Tobacco (8.75%) and alcohol (8.60%) were most common post-recognition, followed by cannabis (1.49%) and illicit drugs (0.12%). Most reduced use significantly.

😟How did COVID-19 stress link to substance use?

Tobacco use correlated with personal health threats and care disruptions; financial strain tied to cannabis and co-use. Depression strongly associated overall.

🧠What mental health issues were prevalent?

57% had depressive symptoms (EPDS ≥13), 58% moderate-severe anxiety (PROMIS ≥60). Rates exceeded pre-pandemic norms.

👩‍⚕️Role of midwifery advice in the findings?

Advice influenced vaping as 'safer' and quitting decisions. Calls for evidence-based consistency highlighted.

⚠️What are the health risks of prenatal tobacco?

Increases preterm birth, low birth weight, SIDS. UK rates ~10-12%, higher in deprived areas per NHS data.

How does delayed pregnancy recognition factor in?

Many continued use unaware until 8+ weeks, risking early organogenesis exposure.

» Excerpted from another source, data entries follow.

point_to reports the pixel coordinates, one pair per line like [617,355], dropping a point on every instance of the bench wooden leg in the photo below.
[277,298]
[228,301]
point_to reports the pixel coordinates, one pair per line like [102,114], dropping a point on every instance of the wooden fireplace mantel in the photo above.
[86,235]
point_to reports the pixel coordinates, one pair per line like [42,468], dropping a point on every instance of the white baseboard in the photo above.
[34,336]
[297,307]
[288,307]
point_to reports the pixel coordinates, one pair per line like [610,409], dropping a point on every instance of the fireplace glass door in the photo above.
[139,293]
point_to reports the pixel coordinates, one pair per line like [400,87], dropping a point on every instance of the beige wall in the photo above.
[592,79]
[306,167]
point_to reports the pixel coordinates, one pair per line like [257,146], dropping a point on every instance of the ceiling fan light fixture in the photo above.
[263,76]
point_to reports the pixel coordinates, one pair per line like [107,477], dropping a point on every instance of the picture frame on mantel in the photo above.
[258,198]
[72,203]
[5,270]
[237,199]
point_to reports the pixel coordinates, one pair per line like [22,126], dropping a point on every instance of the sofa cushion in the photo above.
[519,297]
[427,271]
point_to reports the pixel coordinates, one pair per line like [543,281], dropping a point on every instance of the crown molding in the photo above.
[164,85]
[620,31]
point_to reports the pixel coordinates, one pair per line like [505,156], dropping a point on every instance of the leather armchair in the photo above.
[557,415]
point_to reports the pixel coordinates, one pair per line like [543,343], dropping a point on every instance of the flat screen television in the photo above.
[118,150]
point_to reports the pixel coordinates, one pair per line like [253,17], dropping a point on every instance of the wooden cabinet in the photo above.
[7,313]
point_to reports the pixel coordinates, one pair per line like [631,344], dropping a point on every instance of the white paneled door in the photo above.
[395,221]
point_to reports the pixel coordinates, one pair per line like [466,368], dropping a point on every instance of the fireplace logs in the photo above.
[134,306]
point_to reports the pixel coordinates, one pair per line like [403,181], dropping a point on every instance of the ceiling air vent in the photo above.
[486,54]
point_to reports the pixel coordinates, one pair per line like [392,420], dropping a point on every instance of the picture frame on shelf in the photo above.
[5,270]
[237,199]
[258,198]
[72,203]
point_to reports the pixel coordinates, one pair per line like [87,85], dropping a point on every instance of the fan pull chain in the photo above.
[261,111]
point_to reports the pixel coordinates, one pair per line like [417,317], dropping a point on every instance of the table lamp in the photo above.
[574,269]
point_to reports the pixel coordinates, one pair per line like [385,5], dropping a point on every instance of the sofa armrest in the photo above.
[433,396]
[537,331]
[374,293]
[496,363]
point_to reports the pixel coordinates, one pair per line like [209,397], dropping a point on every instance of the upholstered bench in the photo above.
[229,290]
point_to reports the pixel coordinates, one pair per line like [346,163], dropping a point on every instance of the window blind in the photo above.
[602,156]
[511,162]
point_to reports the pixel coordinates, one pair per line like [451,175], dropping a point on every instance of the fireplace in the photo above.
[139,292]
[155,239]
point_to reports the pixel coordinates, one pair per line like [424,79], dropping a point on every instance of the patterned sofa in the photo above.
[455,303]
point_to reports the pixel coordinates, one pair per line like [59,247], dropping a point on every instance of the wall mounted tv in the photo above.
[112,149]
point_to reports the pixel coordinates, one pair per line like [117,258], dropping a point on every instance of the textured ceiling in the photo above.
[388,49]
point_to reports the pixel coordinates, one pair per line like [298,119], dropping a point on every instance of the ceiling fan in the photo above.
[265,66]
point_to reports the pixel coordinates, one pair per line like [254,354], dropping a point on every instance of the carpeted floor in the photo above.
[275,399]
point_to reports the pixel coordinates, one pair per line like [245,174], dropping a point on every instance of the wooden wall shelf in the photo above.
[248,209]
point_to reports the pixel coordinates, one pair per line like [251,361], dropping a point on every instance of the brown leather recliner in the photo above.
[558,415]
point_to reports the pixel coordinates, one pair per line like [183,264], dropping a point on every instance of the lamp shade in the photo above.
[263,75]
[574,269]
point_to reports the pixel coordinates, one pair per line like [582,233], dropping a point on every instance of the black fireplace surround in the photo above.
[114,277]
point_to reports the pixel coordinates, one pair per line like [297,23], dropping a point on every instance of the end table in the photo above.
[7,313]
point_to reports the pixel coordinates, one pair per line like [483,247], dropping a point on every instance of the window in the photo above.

🏥Implications for UK maternal care?

Routine mental health screening, preconception education, crisis-resilient services recommended.

🎓Bournemouth University's contribution?

CMWH's Prof. van Teijlingen co-authored, advancing midwifery research submitted to COVID Inquiry.

💬Qualitative themes from participants?

Unintentional early use, vaping harm reduction, midwifery guidance impacts.

🔮Future research from EPPOCH?

Longitudinal child outcomes tracking, expanded vaping/financial studies planned.

📊Pre-pandemic vs. COVID substance use UK?

Similar alcohol rates but study shows pandemic decline overall, mental health worsening.